Whilst OPEC and other oil producing nations have coordinated cuts to their oil output, US private sector shale drillers have no intent to decrease their output. The breakeven oil production price at the Permian Midland oil field was $38/bbl in 2016 compared to $98/bbl in 2013, whilst the breakeven price at the Bakken oil field in North Dakota is $29/bbl, according to data from Rystad Energy. Meanwhile, for most OPEC oil producers, crude fiscal breakeven prices are even higher, at $49/bbl (Kuwait), $55.50/bbl (Qatar), $87.20 (Iran), $105.60 (Saudi Arabia), and $117.50 (Venezuela), according to IMF calculations.
"Right now, OPEC understands we're in a push-and-pull experiment with the United States," Michael Tran of New York-based RBC Capital Markets said. "Two years ago, we thought prices hovering around $50 to $60 meant that non-OPEC production growth would end. But US production came back stronger."
The success and massive expansion of US shale oil production, however, has produced a buildup in oil inventories amidst a lack of demand. In the Permian basin, service costs are on the rise, and the recent decline in oil prices has started to affect the producers’ margins. The average price-to-earnings ratio of Permian drillers is currently about 35 compared to the broader energy sector price-to-earnings ratio of 17.8.
Modest returns on investment, therefore, might further divert capital from US oil production. The first signs of such a possibility are already here: the stocks of 10 Permian oil producers have dropped by an average 18 percent this year, whilst the broader S&P 500 energy sector only declined by 13 percent.

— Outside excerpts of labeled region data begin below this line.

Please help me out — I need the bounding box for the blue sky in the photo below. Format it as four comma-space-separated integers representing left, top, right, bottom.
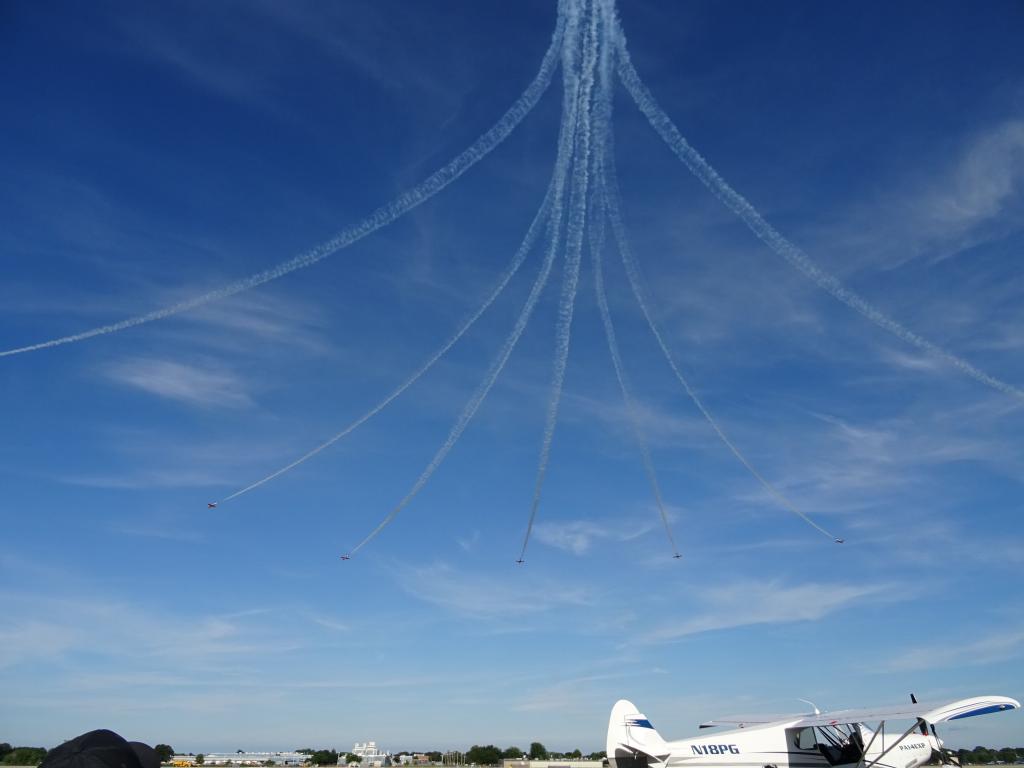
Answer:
0, 0, 1024, 752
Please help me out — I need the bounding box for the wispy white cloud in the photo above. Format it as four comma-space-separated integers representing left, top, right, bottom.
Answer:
397, 563, 595, 621
638, 581, 891, 644
534, 518, 658, 555
102, 357, 253, 409
880, 626, 1024, 672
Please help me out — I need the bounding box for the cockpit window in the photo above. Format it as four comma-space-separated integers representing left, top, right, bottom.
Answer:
794, 728, 818, 750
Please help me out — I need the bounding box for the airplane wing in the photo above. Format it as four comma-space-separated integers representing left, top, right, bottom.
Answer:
792, 696, 1021, 728
699, 712, 806, 728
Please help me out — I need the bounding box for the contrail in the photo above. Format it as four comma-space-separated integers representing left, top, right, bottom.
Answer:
0, 13, 564, 357
216, 179, 555, 504
591, 189, 680, 558
348, 185, 560, 557
517, 3, 598, 563
604, 115, 844, 544
618, 29, 1024, 399
590, 28, 681, 559
344, 9, 580, 557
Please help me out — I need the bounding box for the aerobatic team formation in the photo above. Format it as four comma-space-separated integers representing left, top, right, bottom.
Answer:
0, 0, 1024, 563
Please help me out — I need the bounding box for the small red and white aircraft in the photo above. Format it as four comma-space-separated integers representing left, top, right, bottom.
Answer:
607, 696, 1020, 768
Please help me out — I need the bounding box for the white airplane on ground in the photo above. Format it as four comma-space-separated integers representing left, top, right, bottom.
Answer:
607, 696, 1020, 768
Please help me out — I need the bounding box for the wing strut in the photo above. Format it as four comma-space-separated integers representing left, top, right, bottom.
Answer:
858, 718, 924, 768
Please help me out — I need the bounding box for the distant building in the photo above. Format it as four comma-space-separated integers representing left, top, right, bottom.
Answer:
200, 752, 309, 768
338, 741, 393, 768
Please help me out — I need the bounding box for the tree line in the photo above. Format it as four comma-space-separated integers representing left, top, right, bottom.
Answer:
956, 746, 1024, 765
466, 741, 604, 765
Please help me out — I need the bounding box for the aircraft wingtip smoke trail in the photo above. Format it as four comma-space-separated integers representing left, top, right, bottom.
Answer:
25, 0, 1024, 565
0, 13, 565, 357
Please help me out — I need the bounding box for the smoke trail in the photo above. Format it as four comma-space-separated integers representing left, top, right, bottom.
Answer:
347, 0, 580, 557
589, 13, 681, 558
517, 0, 598, 563
0, 13, 564, 357
349, 191, 556, 556
618, 36, 1024, 399
604, 117, 844, 544
591, 190, 680, 558
217, 179, 555, 504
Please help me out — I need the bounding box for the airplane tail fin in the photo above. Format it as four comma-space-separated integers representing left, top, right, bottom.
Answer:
606, 698, 670, 768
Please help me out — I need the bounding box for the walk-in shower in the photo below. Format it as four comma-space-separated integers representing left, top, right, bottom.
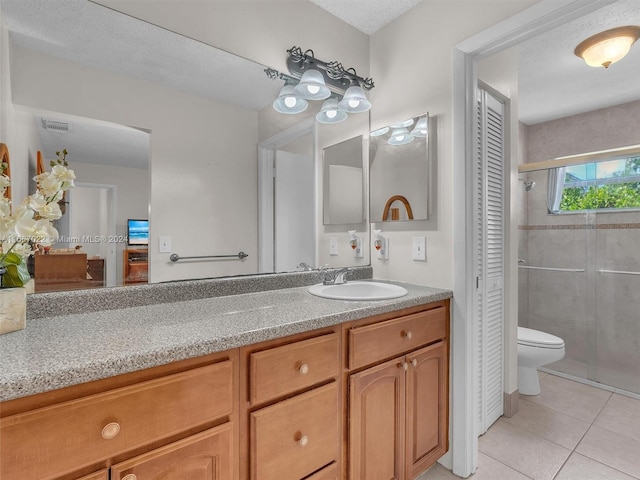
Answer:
514, 157, 640, 394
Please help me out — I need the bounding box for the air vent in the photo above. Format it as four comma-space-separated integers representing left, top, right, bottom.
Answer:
40, 118, 71, 133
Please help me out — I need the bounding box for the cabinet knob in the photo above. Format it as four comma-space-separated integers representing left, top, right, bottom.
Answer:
102, 422, 120, 440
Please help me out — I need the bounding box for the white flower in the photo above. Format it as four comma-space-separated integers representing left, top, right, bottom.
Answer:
33, 172, 63, 198
0, 196, 11, 218
15, 218, 58, 246
51, 165, 76, 190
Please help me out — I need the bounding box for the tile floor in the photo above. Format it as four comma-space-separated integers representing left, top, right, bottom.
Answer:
418, 373, 640, 480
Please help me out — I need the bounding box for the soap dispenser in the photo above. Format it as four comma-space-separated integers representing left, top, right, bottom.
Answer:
373, 230, 389, 260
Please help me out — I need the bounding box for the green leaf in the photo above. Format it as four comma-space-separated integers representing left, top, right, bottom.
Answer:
2, 253, 31, 287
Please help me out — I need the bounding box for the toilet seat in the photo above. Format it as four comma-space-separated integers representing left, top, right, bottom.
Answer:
518, 327, 564, 349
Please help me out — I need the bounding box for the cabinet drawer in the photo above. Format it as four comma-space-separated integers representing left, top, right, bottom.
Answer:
0, 360, 233, 480
249, 333, 339, 405
250, 382, 341, 480
77, 470, 109, 480
111, 423, 233, 480
304, 463, 340, 480
349, 307, 447, 369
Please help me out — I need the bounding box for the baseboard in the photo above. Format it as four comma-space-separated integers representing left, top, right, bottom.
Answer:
504, 388, 520, 418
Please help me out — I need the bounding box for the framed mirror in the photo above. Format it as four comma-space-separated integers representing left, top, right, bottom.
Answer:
1, 0, 370, 294
322, 135, 365, 225
369, 113, 429, 222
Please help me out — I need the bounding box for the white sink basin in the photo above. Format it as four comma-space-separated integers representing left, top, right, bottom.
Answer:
309, 281, 408, 300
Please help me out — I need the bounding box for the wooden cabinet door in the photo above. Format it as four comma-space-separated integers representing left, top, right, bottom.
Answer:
76, 470, 109, 480
349, 359, 405, 480
406, 342, 449, 478
111, 423, 235, 480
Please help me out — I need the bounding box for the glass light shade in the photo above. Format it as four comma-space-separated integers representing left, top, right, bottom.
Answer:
574, 27, 640, 68
411, 117, 427, 138
387, 128, 413, 145
389, 118, 413, 129
295, 68, 331, 100
316, 98, 347, 123
370, 127, 389, 137
338, 85, 371, 113
273, 85, 309, 114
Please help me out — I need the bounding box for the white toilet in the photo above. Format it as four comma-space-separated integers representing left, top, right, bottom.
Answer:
518, 327, 564, 395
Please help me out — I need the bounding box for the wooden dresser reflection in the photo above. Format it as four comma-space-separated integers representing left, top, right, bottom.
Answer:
34, 253, 104, 292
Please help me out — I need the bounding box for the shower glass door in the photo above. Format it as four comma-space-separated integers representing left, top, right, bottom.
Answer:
587, 210, 640, 394
517, 162, 640, 394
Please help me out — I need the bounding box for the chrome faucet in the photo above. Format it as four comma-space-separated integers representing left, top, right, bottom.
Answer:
322, 267, 353, 285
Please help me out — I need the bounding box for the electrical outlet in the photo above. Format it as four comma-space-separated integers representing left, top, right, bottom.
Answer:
411, 237, 427, 262
329, 237, 338, 256
158, 237, 171, 253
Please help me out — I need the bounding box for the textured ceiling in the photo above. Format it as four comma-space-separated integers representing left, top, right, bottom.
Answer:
310, 0, 422, 35
1, 0, 640, 166
518, 0, 640, 125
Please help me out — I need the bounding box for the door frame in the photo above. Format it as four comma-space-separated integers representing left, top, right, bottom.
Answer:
451, 0, 615, 478
258, 117, 317, 273
71, 182, 118, 287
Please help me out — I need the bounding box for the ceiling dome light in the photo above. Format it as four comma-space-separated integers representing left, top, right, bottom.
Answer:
411, 117, 427, 138
295, 68, 331, 100
574, 26, 640, 68
339, 85, 371, 113
273, 85, 309, 114
387, 128, 413, 145
316, 97, 347, 123
370, 127, 389, 137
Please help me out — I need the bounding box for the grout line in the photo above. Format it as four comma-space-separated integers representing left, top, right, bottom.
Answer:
538, 367, 640, 400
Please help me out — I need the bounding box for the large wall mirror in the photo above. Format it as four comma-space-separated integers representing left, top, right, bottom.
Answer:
322, 135, 365, 225
369, 114, 429, 222
1, 0, 370, 291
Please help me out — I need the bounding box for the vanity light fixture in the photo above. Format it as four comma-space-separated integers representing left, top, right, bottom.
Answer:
411, 117, 427, 138
265, 46, 374, 123
339, 84, 371, 113
316, 97, 348, 124
369, 127, 389, 137
273, 85, 309, 114
574, 26, 640, 68
294, 68, 331, 100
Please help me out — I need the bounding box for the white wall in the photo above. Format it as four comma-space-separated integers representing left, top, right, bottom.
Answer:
0, 10, 33, 204
371, 0, 536, 288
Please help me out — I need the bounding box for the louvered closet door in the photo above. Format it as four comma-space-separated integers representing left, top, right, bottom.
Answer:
474, 89, 504, 435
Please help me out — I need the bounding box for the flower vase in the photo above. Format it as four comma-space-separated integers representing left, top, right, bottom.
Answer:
0, 287, 27, 335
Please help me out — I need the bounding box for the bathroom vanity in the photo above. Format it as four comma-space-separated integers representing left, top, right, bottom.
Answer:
0, 285, 451, 480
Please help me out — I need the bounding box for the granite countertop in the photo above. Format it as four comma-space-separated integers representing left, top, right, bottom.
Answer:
0, 282, 452, 401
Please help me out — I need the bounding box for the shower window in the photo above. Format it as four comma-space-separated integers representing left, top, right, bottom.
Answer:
549, 156, 640, 213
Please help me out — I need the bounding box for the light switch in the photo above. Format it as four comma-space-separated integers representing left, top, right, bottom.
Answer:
411, 237, 427, 262
158, 237, 171, 253
329, 237, 338, 256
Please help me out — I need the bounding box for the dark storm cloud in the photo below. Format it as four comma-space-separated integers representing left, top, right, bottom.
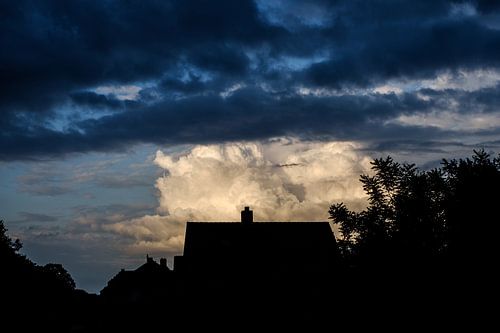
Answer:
0, 0, 500, 160
70, 91, 124, 109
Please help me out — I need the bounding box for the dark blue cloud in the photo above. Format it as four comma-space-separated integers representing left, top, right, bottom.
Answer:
0, 0, 500, 160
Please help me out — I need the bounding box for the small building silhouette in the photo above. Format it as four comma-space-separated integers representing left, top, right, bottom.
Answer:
174, 207, 338, 278
100, 255, 173, 303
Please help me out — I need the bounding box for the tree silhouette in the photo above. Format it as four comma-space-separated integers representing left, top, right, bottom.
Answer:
329, 150, 500, 267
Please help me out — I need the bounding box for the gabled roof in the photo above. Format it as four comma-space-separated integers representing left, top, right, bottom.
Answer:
184, 222, 337, 270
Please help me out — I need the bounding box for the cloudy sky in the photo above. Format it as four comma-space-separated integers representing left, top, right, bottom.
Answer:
0, 0, 500, 291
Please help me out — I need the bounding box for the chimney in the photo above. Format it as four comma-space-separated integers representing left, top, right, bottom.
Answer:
241, 207, 253, 224
160, 258, 167, 267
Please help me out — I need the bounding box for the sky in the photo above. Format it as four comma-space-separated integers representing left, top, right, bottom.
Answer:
0, 0, 500, 292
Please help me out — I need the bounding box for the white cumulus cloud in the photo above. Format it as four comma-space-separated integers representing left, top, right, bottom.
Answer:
105, 138, 371, 254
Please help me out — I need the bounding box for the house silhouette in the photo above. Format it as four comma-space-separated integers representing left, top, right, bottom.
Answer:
174, 207, 338, 279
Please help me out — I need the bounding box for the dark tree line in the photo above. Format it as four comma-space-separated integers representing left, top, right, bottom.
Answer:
329, 150, 500, 268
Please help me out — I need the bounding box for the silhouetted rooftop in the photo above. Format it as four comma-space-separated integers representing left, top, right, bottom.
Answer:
176, 222, 337, 271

Most US drillers are willing to increase output as long as the price is above breakeven, meaning that only a sustainable decline in oil prices to below $30/bbl would convince them otherwise. Investment capital flight, however, comes quicker, and unless US oil consumption and exports post significant increases in the near term, or other global factors drive oil prices higher, fears of disinvestment in the US shale oil segment have a solid chance to materialize.